Forgotten Tech Fifteen years ago tomorrow, ladies and gentlemen, Nokia launched the world's first commercially available GSM digital phone, the Nokia 1011, the model number coming from the launch date: 10 November 1992.

The 475g 1011 was rather heavier than today's slimline models. A lot of the weight came from the unit's nickel-cadmium rechargeable battery, which yielded a low - by today's standards - talk time of just 90 minutes. It could stay operational for 12 hours in stand-by mode.

The 195 x 60 x 45mm handset could hold 99 phone numbers and the names of their owners, any of which could be displayed on the 1011's two-line screen. There was no colour, no camera, no Bluetooth, no memory card slot and the handset had to have an extendible antenna. But it did introduce one innovation that phone owners now use without a second thought: text messaging. However, it may not have used the SMS standard.

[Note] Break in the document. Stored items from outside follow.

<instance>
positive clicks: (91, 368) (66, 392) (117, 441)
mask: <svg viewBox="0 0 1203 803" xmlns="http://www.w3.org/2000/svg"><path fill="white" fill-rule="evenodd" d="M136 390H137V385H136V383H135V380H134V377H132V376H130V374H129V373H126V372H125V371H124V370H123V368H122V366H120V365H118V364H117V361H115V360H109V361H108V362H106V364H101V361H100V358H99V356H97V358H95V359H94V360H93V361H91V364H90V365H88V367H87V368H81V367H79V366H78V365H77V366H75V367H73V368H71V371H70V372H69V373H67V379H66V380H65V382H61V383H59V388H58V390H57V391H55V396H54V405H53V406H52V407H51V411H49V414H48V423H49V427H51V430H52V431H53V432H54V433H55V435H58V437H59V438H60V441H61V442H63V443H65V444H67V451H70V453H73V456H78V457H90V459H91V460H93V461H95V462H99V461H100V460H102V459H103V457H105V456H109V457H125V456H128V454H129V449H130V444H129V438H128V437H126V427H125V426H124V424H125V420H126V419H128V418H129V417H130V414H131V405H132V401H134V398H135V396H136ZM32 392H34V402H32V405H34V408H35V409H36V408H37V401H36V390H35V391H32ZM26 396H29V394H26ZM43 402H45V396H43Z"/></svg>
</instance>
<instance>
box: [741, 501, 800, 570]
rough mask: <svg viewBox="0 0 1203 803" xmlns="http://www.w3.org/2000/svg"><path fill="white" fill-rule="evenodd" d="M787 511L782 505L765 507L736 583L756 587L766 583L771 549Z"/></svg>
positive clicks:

However, the 1011 lacked that crucial component of all modern Nokia's: the infamous Nokia ringtone. This jingle wasn't introduced until 1994.

The 1011 wasn't the first GSM phone, either. That honour goes to the unnamed handset Nokia developed for Finland's Radiolinja network in 1991. The Finnish phone giant also supplied testing handsets that year for Hutchison's Orange in the UK, then in the process of building its network up from the Rabbit service launched a few years previously.